In Italia si parla di Google Tax, ma è contro i principi fondamentali dell'Unione Europea

Di Anna Ditta
Pubblicato il 6 Nov. 2013 alle 09:08

“L’Italia propone una Google Tax interamente illegale”. Così titola la rivista americana Forbes riferendosi alla proposta avanzata dal Partito Democratico di una legge in grado di aumentare le entrate pubbliche rendendo più costoso per aziende multinazionali come Google, Amazon e Yahoo fare affari in Italia.

“È davvero giunto il momento che i politici europei capiscano le leggi e le regole che essi hanno già sottoscritto”, commenta Forbes. Il problema fondamentale secondo la rivista è che i politici sono turbati dal fatto che alcune compagnie, come Google, Apple e Facebook, si siano stabilite solo in un Paese dell’Unione Europea per fare affari in tutti gli Stati membri. Questo infatti priverebbe Paesi come l’Italia di una giusta quota di entrate fiscali derivanti dagli utili sulle vendite effettuate nel territorio italiano.

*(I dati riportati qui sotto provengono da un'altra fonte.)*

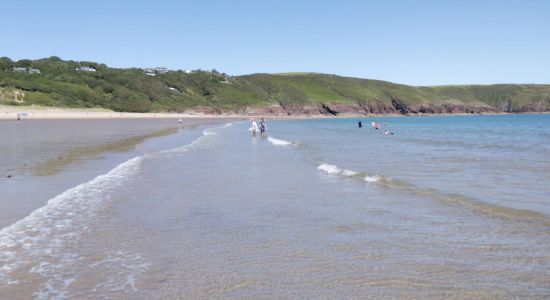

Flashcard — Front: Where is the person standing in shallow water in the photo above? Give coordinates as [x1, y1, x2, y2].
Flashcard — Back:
[250, 118, 258, 136]
[260, 118, 267, 135]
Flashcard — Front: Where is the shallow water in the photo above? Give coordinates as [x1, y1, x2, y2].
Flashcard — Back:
[0, 115, 550, 299]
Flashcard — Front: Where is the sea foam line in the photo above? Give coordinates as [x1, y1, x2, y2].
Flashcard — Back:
[157, 123, 233, 155]
[317, 163, 550, 225]
[267, 136, 295, 146]
[317, 163, 382, 183]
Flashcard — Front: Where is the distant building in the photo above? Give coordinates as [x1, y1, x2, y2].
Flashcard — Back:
[75, 67, 96, 72]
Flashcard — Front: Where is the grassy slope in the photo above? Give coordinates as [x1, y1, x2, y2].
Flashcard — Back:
[0, 58, 550, 112]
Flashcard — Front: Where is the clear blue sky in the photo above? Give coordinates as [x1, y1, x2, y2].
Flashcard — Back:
[0, 0, 550, 85]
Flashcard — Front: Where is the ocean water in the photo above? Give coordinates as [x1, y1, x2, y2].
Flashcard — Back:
[0, 115, 550, 299]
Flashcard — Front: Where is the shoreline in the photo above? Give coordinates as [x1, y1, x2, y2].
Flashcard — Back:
[0, 105, 550, 120]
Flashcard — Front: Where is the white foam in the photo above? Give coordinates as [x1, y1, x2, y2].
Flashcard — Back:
[0, 156, 143, 298]
[363, 175, 381, 183]
[267, 136, 293, 146]
[155, 123, 233, 155]
[317, 163, 358, 177]
[317, 164, 342, 174]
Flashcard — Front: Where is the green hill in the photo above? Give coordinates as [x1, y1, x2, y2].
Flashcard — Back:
[0, 57, 550, 114]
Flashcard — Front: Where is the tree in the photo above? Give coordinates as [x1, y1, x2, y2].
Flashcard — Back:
[15, 59, 32, 68]
[0, 57, 13, 71]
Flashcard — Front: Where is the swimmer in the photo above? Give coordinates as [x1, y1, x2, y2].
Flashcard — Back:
[250, 118, 258, 136]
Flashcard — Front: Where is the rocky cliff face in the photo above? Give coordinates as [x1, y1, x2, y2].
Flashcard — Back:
[231, 99, 550, 116]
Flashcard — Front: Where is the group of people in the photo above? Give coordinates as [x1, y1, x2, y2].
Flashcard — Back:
[250, 118, 267, 136]
[357, 121, 393, 135]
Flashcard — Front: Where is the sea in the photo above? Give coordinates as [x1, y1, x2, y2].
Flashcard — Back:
[0, 115, 550, 299]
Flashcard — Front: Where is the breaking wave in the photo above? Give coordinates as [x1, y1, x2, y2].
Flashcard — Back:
[0, 156, 143, 298]
[317, 163, 550, 224]
[267, 136, 295, 146]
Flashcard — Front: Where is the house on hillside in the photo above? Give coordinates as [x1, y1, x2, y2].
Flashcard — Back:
[75, 67, 96, 72]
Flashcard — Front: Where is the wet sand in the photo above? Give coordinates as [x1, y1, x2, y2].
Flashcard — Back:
[0, 118, 234, 228]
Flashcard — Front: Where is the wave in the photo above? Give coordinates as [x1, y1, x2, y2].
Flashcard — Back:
[317, 162, 550, 225]
[267, 136, 296, 146]
[158, 123, 233, 156]
[0, 156, 144, 298]
[317, 163, 392, 183]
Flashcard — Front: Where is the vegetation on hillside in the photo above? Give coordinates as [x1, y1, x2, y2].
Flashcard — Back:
[0, 56, 550, 112]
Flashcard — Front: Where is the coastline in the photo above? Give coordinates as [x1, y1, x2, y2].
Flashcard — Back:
[0, 105, 550, 120]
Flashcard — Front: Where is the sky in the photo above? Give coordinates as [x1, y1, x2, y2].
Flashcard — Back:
[0, 0, 550, 85]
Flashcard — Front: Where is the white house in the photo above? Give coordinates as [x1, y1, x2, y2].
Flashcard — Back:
[75, 67, 96, 72]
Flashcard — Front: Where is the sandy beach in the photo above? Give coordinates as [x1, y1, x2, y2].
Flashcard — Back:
[0, 105, 235, 120]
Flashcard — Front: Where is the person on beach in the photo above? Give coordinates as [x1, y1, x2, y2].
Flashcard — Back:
[250, 118, 258, 136]
[260, 118, 267, 135]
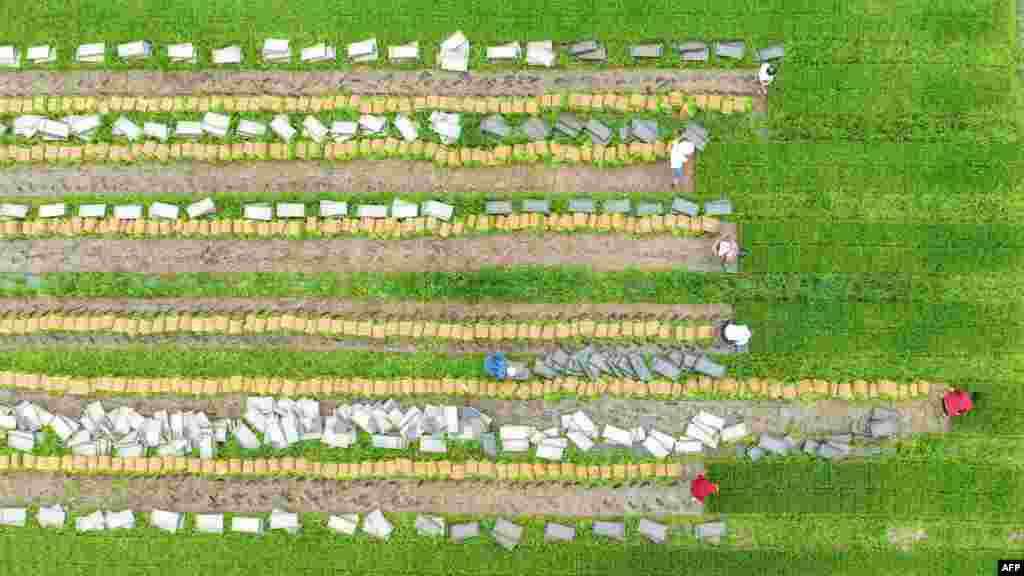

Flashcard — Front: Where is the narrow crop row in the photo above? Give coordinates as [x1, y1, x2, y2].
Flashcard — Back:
[0, 454, 683, 482]
[0, 137, 668, 168]
[0, 372, 933, 400]
[0, 311, 715, 342]
[0, 91, 753, 116]
[0, 213, 722, 238]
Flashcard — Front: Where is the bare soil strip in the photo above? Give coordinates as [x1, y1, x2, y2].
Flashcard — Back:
[0, 389, 948, 436]
[0, 160, 695, 197]
[0, 230, 735, 274]
[0, 69, 759, 96]
[0, 297, 732, 321]
[0, 470, 701, 518]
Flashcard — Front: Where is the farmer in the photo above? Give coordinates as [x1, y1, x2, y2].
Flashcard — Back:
[758, 63, 777, 96]
[942, 388, 974, 416]
[669, 136, 696, 188]
[713, 236, 746, 266]
[690, 474, 718, 504]
[722, 320, 751, 348]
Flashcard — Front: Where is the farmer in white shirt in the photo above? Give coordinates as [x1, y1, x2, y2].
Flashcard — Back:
[758, 63, 777, 96]
[669, 138, 696, 188]
[722, 322, 751, 347]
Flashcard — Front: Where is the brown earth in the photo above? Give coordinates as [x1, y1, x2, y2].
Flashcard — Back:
[0, 160, 695, 197]
[0, 466, 702, 517]
[0, 224, 735, 274]
[0, 69, 759, 96]
[0, 297, 732, 321]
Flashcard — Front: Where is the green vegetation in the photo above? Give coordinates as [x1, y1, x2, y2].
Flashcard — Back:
[4, 191, 712, 223]
[0, 0, 1024, 565]
[0, 266, 1022, 305]
[708, 459, 1024, 522]
[0, 428, 693, 469]
[0, 513, 994, 576]
[0, 105, 753, 149]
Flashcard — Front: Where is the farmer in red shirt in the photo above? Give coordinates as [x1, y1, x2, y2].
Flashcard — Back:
[942, 388, 974, 416]
[690, 474, 718, 504]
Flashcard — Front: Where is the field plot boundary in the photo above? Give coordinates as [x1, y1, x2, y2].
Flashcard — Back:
[0, 69, 759, 97]
[0, 371, 933, 400]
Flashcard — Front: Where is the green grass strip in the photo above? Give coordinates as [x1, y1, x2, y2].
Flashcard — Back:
[0, 510, 993, 576]
[0, 266, 1011, 303]
[696, 141, 1024, 224]
[713, 510, 1020, 553]
[708, 457, 1024, 520]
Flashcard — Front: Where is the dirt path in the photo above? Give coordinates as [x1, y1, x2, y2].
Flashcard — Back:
[0, 160, 695, 197]
[0, 69, 758, 96]
[0, 230, 734, 274]
[0, 468, 701, 517]
[0, 390, 949, 436]
[0, 297, 732, 321]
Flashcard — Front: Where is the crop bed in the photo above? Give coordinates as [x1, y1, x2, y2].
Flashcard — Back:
[0, 0, 1024, 576]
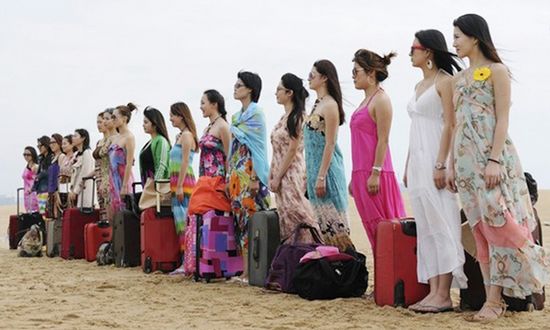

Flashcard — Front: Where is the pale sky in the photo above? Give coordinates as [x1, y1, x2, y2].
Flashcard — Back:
[0, 0, 550, 196]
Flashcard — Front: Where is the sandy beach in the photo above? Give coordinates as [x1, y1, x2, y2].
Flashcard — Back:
[0, 191, 550, 330]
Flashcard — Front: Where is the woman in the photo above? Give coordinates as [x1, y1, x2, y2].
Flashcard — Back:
[108, 103, 137, 219]
[55, 135, 75, 211]
[304, 60, 353, 252]
[48, 133, 65, 219]
[69, 128, 95, 208]
[269, 73, 319, 243]
[22, 146, 38, 213]
[227, 71, 270, 282]
[199, 89, 231, 180]
[170, 102, 199, 275]
[403, 30, 467, 313]
[92, 109, 112, 221]
[349, 49, 405, 250]
[449, 14, 550, 322]
[33, 135, 53, 214]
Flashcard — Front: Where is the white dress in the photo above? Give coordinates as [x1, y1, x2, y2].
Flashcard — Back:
[407, 78, 467, 288]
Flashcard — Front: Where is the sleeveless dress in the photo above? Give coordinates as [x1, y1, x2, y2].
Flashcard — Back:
[407, 81, 467, 288]
[350, 92, 405, 251]
[21, 166, 38, 213]
[199, 132, 227, 180]
[454, 68, 550, 298]
[304, 113, 353, 251]
[107, 143, 134, 215]
[269, 114, 319, 243]
[170, 143, 195, 253]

Ma per Forbes, “ciò che sfugge loro è che questa è la pietra angolare, il più fondamentale degli attributi di base, dell’approccio dell’Unione europea al commercio. Il punto è che dovrebbe essere un mercato unico, e in quanto tale un business deve essere dunque in grado di vendere oltre quei confini internazionali”. La Google Tax sarebbe quindi contraria all’idea del mercato unico e della libertà di mercato all’interno dell’Unione.

“È difficile sapere quanto dovremmo essere infastiditi da questi politici”, scrive la rivista, aggiungendo: “Sono davvero così ignoranti che non capiscono il sistema che loro stessi hanno costruito? O se invece lo capiscono, stanno solo proponendo idee illegali per ottenere un guadagno politico immediato?”

La Google Tax è l’ultima di una serie di proposte dei politici italiani riguardanti le multinazionali online, ma nessuna è stata finora tradotta in legge. Secondo quanto riportato dall’agenzia Reuters, l’idea del Pd non avrebbe come obiettivo quello di tassare le multinazionali direttamente ma le costringerebbe ad usare solo aziende italiane per collocare i loro annunci pubblicitari, piuttosto che farlo tramite terzi aventi sede in Paesi a bassa tassazione come il Lussemburgo, l’Irlanda o Paesi al di fuori dell’Unione Europea. Lo Stato italiano beneficerebbe in questo caso della tassa imposta sul reddito extra delle agenzie pubblicitarie italiane e dei fornitori di servizi Internet.